Personal information
- Full name: William Gordon Strang
- Born: 10 February 1908 Waverley, New South Wales
- Died: 8 October 1951 (aged 43) Wodonga, Victoria
- Original teams: Jindera, East Albury
- Debut: 2 May 1931 (round 1), Richmond vs. Carlton, at Princes Park
- Height: 185 cm (6 ft 1 in)
- Weight: 82.5 kg (182 lb)

Playing career^{1}
- Years: Club / Games (Goals)
- 1931–1936, 1938: Richmond / 116 (108)
- ^{1} Playing statistics correct to the end of 1938.

Career highlights
- Richmond Premiership Player 1932, 1934; Interstate Games:- 9; Richmond – Team of the Century;

= Gordon Strang =

Australian rules footballer and coach

William Gordon "Cocker" Strang (10 February 1908 - 8 October 1951) was an Australian rules footballer who played in the Victorian Football League for the Richmond Football Club between 1931 and 1936.

==Family==
He was the son of Bill Strang, who played for South Melbourne between 1904 and 1913 (and was South Melbourne's leading goal-kicker in 1913)

He was the brother of Richmond premiership player Doug Strang and uncle of dual Richmond premiership player Geoff Strang and 1967 Tiger's premiership player John Perry. His (and Doug's) other brothers, Colin Strang and Allan Strang also played VFL football: for St Kilda (2 games, 1933), and South Melbourne (15 games, 1947–1948), respectively.

==Football==
Strang first came under notice when he kicked 10 goals for Jindera FC in the Albury & Border Football Association, in 1927.

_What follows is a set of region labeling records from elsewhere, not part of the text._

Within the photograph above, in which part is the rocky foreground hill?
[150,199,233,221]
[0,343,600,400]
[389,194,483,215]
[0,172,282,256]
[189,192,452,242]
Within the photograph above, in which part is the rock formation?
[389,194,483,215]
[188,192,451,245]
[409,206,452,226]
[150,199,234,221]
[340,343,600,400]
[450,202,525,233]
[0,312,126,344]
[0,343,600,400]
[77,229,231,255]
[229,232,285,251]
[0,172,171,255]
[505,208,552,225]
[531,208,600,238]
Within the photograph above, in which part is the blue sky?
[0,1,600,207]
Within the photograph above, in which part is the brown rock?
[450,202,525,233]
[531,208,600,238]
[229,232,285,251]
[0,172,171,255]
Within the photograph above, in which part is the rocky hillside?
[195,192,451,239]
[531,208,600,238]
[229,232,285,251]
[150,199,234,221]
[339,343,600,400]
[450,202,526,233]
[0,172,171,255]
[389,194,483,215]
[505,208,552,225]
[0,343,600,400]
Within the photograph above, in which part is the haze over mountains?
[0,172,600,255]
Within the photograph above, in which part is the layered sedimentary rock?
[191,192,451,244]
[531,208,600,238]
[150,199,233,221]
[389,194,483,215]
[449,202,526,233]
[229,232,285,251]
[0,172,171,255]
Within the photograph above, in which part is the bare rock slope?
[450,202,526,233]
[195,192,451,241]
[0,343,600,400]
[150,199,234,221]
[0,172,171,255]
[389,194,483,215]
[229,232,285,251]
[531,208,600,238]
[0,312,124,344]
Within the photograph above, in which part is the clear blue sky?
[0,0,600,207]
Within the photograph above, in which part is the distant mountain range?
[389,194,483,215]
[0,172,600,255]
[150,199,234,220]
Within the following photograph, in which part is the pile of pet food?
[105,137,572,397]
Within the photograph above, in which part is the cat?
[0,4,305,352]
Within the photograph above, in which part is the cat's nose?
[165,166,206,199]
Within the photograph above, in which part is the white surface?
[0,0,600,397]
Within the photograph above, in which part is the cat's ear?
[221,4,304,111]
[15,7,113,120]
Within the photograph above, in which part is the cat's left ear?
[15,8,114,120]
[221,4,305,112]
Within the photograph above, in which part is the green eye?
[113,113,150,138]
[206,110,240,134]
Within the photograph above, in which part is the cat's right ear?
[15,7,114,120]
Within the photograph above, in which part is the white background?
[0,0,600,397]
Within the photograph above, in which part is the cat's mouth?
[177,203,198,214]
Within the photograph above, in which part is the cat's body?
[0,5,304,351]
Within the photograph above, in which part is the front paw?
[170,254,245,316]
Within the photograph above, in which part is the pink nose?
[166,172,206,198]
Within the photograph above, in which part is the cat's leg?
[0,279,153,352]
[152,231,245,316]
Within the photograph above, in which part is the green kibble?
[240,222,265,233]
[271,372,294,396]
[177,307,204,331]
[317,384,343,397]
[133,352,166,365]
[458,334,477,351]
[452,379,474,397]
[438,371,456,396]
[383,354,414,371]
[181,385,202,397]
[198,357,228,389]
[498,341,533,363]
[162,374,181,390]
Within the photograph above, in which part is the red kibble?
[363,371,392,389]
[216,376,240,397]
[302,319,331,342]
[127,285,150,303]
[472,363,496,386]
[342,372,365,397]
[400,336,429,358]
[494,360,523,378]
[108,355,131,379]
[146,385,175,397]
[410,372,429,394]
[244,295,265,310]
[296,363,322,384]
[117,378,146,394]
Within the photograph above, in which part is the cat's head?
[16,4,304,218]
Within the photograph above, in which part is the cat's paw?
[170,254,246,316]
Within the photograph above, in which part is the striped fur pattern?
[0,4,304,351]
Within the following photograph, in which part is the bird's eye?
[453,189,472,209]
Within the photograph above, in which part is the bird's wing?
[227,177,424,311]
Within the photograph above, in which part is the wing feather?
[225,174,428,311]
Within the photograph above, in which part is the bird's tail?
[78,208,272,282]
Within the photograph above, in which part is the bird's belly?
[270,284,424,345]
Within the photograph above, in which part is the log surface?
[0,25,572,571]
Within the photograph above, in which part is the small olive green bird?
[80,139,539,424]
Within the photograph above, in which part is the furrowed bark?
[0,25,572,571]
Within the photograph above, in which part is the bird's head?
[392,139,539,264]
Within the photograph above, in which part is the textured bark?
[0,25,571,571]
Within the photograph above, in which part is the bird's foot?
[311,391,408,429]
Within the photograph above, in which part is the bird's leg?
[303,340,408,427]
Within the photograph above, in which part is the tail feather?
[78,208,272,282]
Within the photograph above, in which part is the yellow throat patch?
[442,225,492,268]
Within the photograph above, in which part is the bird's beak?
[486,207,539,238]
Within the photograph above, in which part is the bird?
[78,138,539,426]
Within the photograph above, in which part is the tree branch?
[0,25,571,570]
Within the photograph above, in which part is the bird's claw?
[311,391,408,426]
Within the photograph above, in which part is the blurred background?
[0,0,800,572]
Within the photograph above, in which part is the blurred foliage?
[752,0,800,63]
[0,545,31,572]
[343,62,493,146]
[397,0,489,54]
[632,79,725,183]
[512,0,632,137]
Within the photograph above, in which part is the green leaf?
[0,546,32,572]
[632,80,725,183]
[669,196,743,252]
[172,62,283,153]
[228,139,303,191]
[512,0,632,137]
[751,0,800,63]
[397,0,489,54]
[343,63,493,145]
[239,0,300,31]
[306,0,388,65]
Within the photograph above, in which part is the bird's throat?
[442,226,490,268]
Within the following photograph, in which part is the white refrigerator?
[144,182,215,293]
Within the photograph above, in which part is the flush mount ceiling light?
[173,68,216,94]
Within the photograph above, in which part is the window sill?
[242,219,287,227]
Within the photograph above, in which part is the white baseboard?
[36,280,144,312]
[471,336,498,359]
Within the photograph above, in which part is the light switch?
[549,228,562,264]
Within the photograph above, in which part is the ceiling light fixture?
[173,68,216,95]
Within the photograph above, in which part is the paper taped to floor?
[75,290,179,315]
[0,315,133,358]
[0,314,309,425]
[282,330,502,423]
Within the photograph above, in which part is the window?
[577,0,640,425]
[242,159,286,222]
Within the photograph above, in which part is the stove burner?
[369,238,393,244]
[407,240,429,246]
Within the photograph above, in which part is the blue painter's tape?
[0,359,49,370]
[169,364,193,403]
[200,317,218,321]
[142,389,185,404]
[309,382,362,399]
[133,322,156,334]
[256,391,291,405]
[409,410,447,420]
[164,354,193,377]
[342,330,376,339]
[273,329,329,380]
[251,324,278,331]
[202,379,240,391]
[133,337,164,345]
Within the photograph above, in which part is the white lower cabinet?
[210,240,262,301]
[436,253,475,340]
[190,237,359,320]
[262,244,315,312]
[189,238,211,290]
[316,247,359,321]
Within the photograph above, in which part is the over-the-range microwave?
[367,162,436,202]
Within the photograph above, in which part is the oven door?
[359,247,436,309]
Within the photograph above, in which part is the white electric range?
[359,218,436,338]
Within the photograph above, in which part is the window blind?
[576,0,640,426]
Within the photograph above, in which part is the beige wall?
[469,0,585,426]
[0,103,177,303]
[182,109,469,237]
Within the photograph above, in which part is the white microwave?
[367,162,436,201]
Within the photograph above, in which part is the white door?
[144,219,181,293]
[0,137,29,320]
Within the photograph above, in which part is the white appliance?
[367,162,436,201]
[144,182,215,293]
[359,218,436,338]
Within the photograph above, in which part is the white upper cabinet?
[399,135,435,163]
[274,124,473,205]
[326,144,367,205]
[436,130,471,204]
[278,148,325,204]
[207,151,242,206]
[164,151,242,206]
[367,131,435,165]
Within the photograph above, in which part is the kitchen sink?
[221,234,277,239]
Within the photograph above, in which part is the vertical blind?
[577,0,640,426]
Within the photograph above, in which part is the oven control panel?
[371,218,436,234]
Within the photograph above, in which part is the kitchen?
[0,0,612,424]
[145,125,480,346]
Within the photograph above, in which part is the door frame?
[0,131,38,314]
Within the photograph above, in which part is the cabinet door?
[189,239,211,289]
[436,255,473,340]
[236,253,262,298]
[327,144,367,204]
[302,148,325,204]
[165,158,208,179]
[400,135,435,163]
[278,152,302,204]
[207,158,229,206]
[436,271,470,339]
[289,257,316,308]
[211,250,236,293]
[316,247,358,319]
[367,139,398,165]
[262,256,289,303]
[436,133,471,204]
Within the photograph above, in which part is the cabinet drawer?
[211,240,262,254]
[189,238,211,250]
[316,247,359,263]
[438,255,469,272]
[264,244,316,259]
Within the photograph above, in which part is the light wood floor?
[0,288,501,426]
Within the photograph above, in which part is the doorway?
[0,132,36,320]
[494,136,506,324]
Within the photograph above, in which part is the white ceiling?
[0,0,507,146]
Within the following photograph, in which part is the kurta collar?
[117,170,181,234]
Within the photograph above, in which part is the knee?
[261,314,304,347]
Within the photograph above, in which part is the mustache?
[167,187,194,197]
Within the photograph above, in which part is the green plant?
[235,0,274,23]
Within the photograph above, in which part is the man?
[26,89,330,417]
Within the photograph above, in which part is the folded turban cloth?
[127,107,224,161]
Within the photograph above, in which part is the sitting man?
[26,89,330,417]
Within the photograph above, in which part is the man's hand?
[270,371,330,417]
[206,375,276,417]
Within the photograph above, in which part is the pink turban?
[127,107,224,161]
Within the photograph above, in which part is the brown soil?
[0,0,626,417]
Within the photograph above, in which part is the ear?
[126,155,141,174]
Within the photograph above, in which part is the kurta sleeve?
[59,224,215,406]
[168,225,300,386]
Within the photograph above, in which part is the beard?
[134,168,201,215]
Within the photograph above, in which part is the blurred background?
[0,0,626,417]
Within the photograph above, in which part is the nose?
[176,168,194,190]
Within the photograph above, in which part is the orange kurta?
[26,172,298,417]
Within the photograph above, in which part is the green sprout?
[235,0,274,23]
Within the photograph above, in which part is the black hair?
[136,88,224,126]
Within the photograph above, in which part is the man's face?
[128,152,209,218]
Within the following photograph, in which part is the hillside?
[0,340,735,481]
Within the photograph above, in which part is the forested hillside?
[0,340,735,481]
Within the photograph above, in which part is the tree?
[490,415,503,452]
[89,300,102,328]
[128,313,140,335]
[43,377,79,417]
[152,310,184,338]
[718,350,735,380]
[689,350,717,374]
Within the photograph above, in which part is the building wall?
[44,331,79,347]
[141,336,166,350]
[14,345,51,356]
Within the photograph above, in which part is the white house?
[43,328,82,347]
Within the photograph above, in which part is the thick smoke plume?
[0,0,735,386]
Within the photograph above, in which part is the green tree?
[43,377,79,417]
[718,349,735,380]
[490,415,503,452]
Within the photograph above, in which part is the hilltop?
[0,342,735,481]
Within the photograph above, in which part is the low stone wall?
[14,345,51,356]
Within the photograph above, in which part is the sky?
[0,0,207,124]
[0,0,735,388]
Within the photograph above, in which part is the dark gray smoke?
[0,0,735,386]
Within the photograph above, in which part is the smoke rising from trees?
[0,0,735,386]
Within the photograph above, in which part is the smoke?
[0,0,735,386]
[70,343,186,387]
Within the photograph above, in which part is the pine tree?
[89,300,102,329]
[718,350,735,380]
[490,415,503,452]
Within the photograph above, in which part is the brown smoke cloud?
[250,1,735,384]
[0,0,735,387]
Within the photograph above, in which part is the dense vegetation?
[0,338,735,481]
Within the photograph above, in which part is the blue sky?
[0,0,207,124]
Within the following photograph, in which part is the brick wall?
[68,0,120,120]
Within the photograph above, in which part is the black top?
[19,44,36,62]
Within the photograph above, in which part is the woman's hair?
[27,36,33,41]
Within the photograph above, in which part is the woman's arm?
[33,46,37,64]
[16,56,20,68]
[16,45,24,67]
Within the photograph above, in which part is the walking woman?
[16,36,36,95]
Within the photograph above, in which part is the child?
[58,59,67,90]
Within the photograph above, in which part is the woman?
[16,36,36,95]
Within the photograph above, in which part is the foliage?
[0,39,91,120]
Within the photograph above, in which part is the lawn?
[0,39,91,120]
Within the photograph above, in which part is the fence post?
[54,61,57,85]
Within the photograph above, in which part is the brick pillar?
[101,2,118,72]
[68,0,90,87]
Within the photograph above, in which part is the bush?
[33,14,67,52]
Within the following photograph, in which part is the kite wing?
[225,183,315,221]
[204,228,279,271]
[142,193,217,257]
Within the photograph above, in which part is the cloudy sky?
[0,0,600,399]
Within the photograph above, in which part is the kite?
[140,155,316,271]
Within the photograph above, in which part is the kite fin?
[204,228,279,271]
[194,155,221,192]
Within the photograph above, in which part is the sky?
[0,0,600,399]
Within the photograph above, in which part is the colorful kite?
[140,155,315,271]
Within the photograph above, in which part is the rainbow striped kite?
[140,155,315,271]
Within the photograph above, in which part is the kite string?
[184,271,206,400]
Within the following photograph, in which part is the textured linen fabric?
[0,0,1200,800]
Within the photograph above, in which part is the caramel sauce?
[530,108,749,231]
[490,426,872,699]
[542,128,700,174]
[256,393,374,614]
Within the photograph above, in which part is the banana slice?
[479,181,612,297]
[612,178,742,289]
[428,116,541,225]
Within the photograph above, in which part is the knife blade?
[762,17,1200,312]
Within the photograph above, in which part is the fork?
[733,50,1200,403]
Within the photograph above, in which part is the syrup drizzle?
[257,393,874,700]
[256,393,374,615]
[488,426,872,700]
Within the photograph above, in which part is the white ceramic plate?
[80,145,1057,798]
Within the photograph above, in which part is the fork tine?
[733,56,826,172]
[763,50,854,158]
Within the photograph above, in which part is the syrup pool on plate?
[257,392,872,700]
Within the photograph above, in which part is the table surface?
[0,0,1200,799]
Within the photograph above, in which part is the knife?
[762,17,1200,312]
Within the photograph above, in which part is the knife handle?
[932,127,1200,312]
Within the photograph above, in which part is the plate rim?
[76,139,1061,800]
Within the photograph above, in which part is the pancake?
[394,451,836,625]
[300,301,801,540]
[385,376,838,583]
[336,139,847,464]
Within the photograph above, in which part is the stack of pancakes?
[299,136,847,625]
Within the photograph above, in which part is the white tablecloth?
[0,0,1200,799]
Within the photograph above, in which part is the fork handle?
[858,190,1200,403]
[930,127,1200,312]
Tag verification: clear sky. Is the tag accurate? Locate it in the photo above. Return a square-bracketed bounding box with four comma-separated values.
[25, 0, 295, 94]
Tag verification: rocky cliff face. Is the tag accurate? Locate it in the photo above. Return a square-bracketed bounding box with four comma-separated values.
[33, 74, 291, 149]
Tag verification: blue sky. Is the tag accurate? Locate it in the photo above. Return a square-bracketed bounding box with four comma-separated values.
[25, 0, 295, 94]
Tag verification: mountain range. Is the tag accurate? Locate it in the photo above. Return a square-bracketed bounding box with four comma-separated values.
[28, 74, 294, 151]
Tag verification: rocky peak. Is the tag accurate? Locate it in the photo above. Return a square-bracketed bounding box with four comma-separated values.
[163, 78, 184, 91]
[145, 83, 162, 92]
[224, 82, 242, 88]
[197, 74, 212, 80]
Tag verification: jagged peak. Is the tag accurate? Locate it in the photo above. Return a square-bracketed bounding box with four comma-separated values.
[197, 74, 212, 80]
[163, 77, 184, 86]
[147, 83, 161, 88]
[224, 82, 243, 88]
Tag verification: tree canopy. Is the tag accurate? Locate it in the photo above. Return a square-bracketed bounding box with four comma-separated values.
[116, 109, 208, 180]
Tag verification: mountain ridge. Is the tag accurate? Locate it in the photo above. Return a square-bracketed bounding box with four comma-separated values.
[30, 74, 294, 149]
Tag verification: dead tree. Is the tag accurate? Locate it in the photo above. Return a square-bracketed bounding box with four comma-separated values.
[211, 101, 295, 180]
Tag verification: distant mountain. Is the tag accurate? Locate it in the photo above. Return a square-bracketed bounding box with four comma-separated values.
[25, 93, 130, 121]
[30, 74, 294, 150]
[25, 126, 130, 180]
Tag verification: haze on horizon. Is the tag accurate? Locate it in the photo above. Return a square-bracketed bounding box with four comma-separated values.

After a year in Tasmania as captain-coach of North Launceston, he returned to Richmond, and played all of Richmond's 18 matches in the 1938 season, scoring 6 goals.

He then transferred to Wodonga as captain-coach in 1939.

===Richmond===
Along with his brother Doug (who was selected at full-forward), he made his debut for Richmond in the first round of the 1931 season, on 2 May 1931, at centre half-back; The Argus commented that, on debut, he had "showed grit" and had "kicked well".

===North Launceston===
In 1937 he coached North Launceston to runner-up position in the Northern Tasmanian Football Association; and, despite rumours to the contrary, he did not apply for the position of coach in the 1938 season.

===Richmond===
He returned to play for Richmond in 1938; and he played in each of Richmond's 18 games that season.

===Wodonga===
In May 1939, Strang took over the Railway Hotel in Wodonga and Richmond cleared him to Wodonga.

Strang polled the most votes in the 1939 Ovens and Murray Football League Best & Fairest Award, the Morris Medal, but was suspended by the O&MFL Tribunal during the season. He went onto win the Morris Medal in 1940. He also won Wodonga's best and fairest in 1939 and 1940.

In 1939 he coached Wodonga in a losing Grand Final against an Albury team that was coached by his brother, Doug.

The Ovens and Murray Football League premiers in 1939 was the Albury Football Club.

==Death==
He collapsed at his residence in Wodonga on 8 October 1951 and, later that day, died at Albury Hospital.